Knight, K. W. (2019). Explaining cross-national variation in the climate change concern gender gap: A research note. The Social Science Journal, 56(4), 627-639.
Gustafson, P. E. (1998). Gender Differences in risk perception: Theoretical and methodological perspectives. Risk analysis, 18(6), 805-811.
Also, the choice to use the term "wildfire2018" or "Mati2018" wildfire seems odd to me. It would improve clarity and readability if you referred to the specific wildfire on which the case study was conducted as "the 2018 wildfire" or "the 2018 Mati wildfire" or something similar.
Finally, the paper could use a thorough proofreading for minor typos and grammatical errors. I should note that it was somewhat difficult to read the paper with all of the tracked changes left in. In the future you should submit clean versions of papers for review.
Author Response
Dear reviewer,
Since there are no more comments from you, I accept all the corrections performed and I would like to thank you for your time and effort to review and accept our manuscript.
This manuscript is a resubmission of an earlier submission. The following is a list of the peer review reports and author responses from that submission.
Round 1
Reviewer 1 Report
Please see attachment.
Comments for author File: Comments.pdf
Reviewer 2 Report
There are major problems with English language use throughout the paper that confuse the points and the argument .

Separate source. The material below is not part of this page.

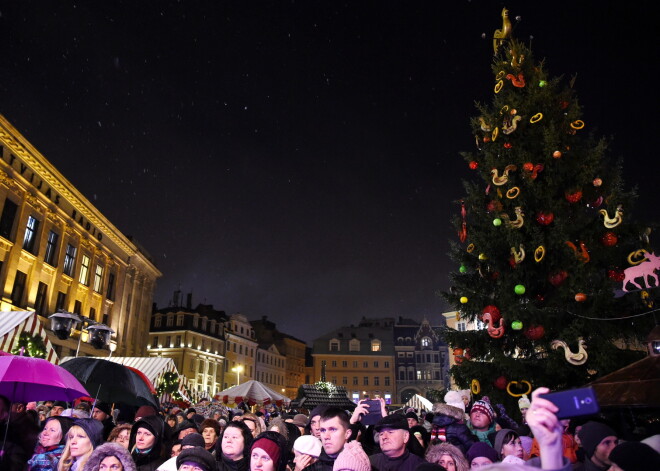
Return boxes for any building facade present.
[393,317,449,404]
[312,318,396,404]
[147,304,227,398]
[0,116,161,358]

The paper lacks focus and rambles through various related topics without tying an argument together or even indicating a clear direction. What is the objective/research question?
The introduction introduces concepts without defining them and fails to set out the structure of the paper.

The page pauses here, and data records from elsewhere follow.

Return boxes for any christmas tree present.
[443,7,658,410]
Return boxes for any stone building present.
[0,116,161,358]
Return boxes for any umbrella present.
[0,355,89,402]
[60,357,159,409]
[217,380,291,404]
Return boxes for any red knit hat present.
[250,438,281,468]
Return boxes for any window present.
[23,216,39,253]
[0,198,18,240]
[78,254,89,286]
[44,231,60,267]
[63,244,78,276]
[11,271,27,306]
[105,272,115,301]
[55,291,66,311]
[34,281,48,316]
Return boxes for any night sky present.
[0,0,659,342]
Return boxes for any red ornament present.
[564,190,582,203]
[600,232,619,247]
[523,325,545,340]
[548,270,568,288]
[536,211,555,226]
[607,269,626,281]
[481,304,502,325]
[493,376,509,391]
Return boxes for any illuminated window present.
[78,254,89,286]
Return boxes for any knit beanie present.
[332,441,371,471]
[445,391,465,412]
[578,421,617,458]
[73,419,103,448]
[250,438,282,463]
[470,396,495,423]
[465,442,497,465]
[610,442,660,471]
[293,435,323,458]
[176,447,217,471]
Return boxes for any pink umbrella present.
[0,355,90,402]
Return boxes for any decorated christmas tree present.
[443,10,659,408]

The discussion of conceptual frameworks is rambling and disjointed and much too long. It fails to provide a useful, coherent framework.
The research methodology section is under described. The method is totally inadequate. Three interviews would be inadequate in most cases but the paucity of results reported from the data collection makes a farce of the section on discussion and lessons learnt. There are almost no data supporting the recommendations and conclusions.
Reviewer 3 Report
The topic and approach of the authors’ research is interesting and compelling. Conceptualizing wildfire resilience within a context of gender equality is important for future management decision making. This submitted research contribution also complements the larger movement to promote gender-responsive climate policy, but from a focused natural disaster perspective. There are some grammatical issues throughout the manuscript, although it reads well overall. These issues must be addressed along with structural issues that begin in section 2.3 with disjointed paragraphs and a reliance on bulleted points in multiple sections. Currently, these issues distract from the focus of the paper. While the idea of the paper is potentially a critical contribution, the execution of the paper could use additional work. More interviews are needed before generalizing trends and perspectives. This would strengthen the argument considerably. The recommendations offered for resilience planning could be extremely valuable if adopted, which supports the importance of this type of research.
Pg1 The abstract has some grammatical issues. For example, in the second sentence: “It aims contributing to reduce…”. The manuscript must be checked for writing errors throughout, but it overall reads well.
Pg6 Line260 Several paragraphs starting with this section (2.3, 2.6, etc.) are very short with some even being one sentence in length. This needs to be rethought and organized for improvement.
Pg10 Line 404 Concern that the detail in listing who was interviewed would reveal their actual identity since it is very specific.